From the Datacenter menu, go to Replication and add manual replication settings for each vm

Replacing a ZFS Boot Disk

You might need to replace a proxmox boot disk that is in the ZFS pool.

You should note that the Proxmox partition convention is:

Partition 1 = BIOS Boot
Partition 2 = EFI Boot
Partition 3 = ZFS

This is the replacement procedure

Given /dev/sda and /dev/sdb. /dev/sdb is the disk you want to replace.

Pull your /dev/sdb from the chassis. Insert your new disk.

Now /dev/sdb is a fresh disk that needs to join the pool

Copy the partition table from /dev/sda to /dev/sdb and initialize new GUIDS for the partitions.

# WARNING the order of these flags is very important. If not careful you'll wipe your good drive.
sgdisk /dev/sda -R /dev/sdb
sgdisk -G /dev/sdb

Next you should replace the bad disk in the ZFS pool. Get the id of the old disk using zpool status it should be marked as offline.

# Important, use partition 3!
zpool replace -f rpool <OLD DISK> /dev/disk/by-id/sdb-part3

Now ZFS will start resilvering. You can check the status of the resilver process with:

zpool status -v rpool

After resilvering is complete, we need to install the boot environment on the EFI partition (partition # 2).

proxmox-boot-tool format /dev/sdb2
proxmox-boot-tool init /dev/sdb2
proxmox-boot-tool refresh

This refreshes the boot environments on all EFI/BIOS boot partitions in the system.

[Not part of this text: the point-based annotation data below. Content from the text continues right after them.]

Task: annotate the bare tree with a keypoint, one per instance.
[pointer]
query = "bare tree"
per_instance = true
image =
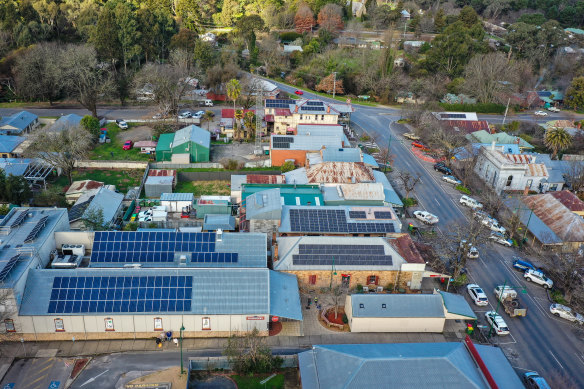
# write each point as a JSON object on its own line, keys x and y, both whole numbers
{"x": 408, "y": 181}
{"x": 61, "y": 149}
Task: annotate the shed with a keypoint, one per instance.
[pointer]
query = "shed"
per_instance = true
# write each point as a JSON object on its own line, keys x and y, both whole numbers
{"x": 155, "y": 186}
{"x": 176, "y": 202}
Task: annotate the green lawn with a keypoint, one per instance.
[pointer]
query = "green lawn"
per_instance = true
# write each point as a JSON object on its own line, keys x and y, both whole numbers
{"x": 247, "y": 382}
{"x": 113, "y": 151}
{"x": 121, "y": 179}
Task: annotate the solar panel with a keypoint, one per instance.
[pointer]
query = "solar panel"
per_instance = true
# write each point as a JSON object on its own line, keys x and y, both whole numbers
{"x": 121, "y": 294}
{"x": 19, "y": 219}
{"x": 36, "y": 229}
{"x": 8, "y": 266}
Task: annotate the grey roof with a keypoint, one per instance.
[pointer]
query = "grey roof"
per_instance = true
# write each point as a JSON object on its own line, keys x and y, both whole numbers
{"x": 456, "y": 304}
{"x": 18, "y": 121}
{"x": 66, "y": 122}
{"x": 397, "y": 305}
{"x": 106, "y": 200}
{"x": 404, "y": 366}
{"x": 264, "y": 205}
{"x": 289, "y": 246}
{"x": 215, "y": 222}
{"x": 194, "y": 134}
{"x": 177, "y": 197}
{"x": 284, "y": 296}
{"x": 214, "y": 292}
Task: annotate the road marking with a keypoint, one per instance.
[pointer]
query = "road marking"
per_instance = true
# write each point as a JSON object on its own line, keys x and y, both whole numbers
{"x": 552, "y": 354}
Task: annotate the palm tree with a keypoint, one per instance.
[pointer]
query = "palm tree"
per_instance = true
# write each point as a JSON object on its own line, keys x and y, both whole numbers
{"x": 233, "y": 92}
{"x": 557, "y": 139}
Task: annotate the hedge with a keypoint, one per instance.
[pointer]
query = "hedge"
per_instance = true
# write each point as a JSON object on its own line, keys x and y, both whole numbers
{"x": 478, "y": 107}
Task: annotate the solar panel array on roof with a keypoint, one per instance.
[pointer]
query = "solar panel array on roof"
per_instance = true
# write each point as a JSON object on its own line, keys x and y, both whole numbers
{"x": 278, "y": 103}
{"x": 332, "y": 220}
{"x": 282, "y": 142}
{"x": 382, "y": 215}
{"x": 146, "y": 246}
{"x": 121, "y": 294}
{"x": 315, "y": 254}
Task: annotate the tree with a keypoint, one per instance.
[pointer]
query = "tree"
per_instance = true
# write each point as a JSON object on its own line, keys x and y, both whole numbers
{"x": 557, "y": 139}
{"x": 575, "y": 94}
{"x": 408, "y": 181}
{"x": 330, "y": 18}
{"x": 330, "y": 84}
{"x": 249, "y": 354}
{"x": 304, "y": 19}
{"x": 233, "y": 92}
{"x": 61, "y": 150}
{"x": 490, "y": 77}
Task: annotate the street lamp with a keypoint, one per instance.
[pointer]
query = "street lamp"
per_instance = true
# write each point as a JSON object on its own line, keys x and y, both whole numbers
{"x": 182, "y": 370}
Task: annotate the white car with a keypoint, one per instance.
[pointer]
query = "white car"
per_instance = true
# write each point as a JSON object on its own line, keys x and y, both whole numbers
{"x": 566, "y": 313}
{"x": 497, "y": 323}
{"x": 500, "y": 238}
{"x": 426, "y": 217}
{"x": 470, "y": 202}
{"x": 538, "y": 277}
{"x": 477, "y": 295}
{"x": 452, "y": 180}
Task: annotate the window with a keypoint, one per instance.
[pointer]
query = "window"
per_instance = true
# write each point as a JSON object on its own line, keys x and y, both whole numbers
{"x": 109, "y": 324}
{"x": 9, "y": 324}
{"x": 59, "y": 325}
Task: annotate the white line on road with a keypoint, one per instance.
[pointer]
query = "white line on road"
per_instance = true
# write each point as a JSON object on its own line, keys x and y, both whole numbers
{"x": 552, "y": 354}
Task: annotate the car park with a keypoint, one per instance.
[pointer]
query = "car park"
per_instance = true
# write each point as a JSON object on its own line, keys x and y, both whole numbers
{"x": 426, "y": 217}
{"x": 500, "y": 238}
{"x": 538, "y": 277}
{"x": 567, "y": 313}
{"x": 452, "y": 180}
{"x": 477, "y": 295}
{"x": 470, "y": 202}
{"x": 533, "y": 380}
{"x": 440, "y": 167}
{"x": 496, "y": 322}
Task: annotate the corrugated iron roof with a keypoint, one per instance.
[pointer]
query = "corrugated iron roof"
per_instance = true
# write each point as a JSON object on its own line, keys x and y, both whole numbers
{"x": 340, "y": 173}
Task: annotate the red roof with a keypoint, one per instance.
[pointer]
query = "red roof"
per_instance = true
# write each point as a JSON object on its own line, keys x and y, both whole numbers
{"x": 227, "y": 113}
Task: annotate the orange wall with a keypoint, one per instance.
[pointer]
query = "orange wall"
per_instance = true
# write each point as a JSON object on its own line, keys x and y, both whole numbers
{"x": 280, "y": 156}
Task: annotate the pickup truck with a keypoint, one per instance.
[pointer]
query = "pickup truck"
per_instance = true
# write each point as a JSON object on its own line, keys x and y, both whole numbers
{"x": 508, "y": 298}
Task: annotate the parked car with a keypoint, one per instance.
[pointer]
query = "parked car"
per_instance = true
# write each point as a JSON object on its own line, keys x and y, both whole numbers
{"x": 477, "y": 295}
{"x": 497, "y": 323}
{"x": 426, "y": 217}
{"x": 566, "y": 313}
{"x": 128, "y": 145}
{"x": 534, "y": 381}
{"x": 452, "y": 180}
{"x": 122, "y": 124}
{"x": 522, "y": 265}
{"x": 411, "y": 136}
{"x": 440, "y": 167}
{"x": 500, "y": 238}
{"x": 538, "y": 277}
{"x": 470, "y": 202}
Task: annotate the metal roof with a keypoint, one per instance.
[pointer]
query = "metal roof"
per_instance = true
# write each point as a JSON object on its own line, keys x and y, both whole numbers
{"x": 214, "y": 291}
{"x": 397, "y": 305}
{"x": 402, "y": 365}
{"x": 177, "y": 196}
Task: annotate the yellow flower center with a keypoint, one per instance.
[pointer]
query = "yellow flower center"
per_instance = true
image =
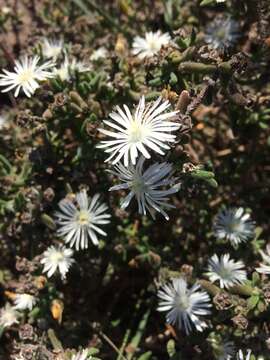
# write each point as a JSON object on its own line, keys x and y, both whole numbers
{"x": 83, "y": 217}
{"x": 57, "y": 257}
{"x": 137, "y": 132}
{"x": 26, "y": 76}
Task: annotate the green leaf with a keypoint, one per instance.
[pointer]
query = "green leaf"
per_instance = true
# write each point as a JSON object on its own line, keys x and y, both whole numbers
{"x": 145, "y": 356}
{"x": 252, "y": 302}
{"x": 206, "y": 2}
{"x": 171, "y": 348}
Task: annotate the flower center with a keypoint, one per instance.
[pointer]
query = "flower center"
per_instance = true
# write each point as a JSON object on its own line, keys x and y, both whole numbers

All disks are now bootable.

Tailscale in a container:

To run tailscale succesfully in an LXC container you must add the following to the container's config:

lxc.cgroup.devices.allow: c 10:200 rwm
lxc.mount.entry: /dev/net/tun dev/net/tun none bind,create=file

Setting up NFS Share

Use an NFS share for storing snippets, isos, etc

  1. Create dataset in freenas
  2. Create NFS share in freenas Add authorized IPs
  3. Create nfs user with dataset as home dir Set wheel as the primary group for the user Disable password
  4. Edit the nfs share MapallUser -> nfs user

  5. Storage > Pools > NFS Dataset > Edit Perms

    Owner: nfs user Group: Wheel Remove other permissions 6. In proxmox: Datacenter > Storage > Add NFS

source: https://www.youtube.com/watch?v=zeOe26fw7lo

Single NIC on Trunk Port but using VLAN

auto lo
iface lo inet loopback

iface enp60s0 inet manual

auto vmbr0
iface vmbr0 inet manual
    bridge-ports enp60s0
    bridge-stp off
    bridge-fd 0
    bridge-vlan-aware yes
    bridge-vids 2-4094
    bridge-pvid 1

auto vmbr0.11 
iface vmbr0.11 inet static
    address 10.9.10.21/23
    gateway 10.9.10.1

Multiple VLANs with Single NIC

Goals:

  • proxmox web ui and ssh port is on vlan 10
  • VMs and LXC containers assigned addreses on vlan 20

Edit /etc/network/interfaces

auto lo
iface lo inet loopback

auto eno1
iface eno1 inet static
        address  0.0.0.0
        netmask  0.0.0.0

auto eno1.10
iface eno1.1 inet static
        address  0.0.0.0
        netmask  0.0.0.0

auto eno1.20
iface eno1.2 inet static
        address  0.0.0.0
        netmask  0.0.0.0

auto vmbr10
iface vmbr10 inet static
    address 10.8.10.10/24
    gateway 10.8.10.1
        bridge_ports eno1.10
        bridge_stp off
        bridge_fd 0

auto vmbr20
iface vmbr20 inet static
        address  10.8.20.5/24
        bridge_ports eno1.20
        bridge_stp off
        bridge_fd 0

Installing Proxmox as a VM in FreeNAS

When you create the proxmox virtual machine and boot it the boot process will fail after obtaining a dhcp lease

Starting a root shell on tty3
\nInstallation aborted - unable to continue 

To fix this, use the provided shell to

chmod 1777 /tmp   
apt update
apt upgrade
Xorg -configure   
mv /xorg.conf.new /etc/X11/xorg.conf
vim /etc/X11/xorg.conf
# change the Screen Driver to "fbdev"
startx

Then the installer will start. Install. Then X will exit. Power off the VM. Remove the cdrom device.

Import a cloudimg

This has been wrapped in the ansible role proxmox-template.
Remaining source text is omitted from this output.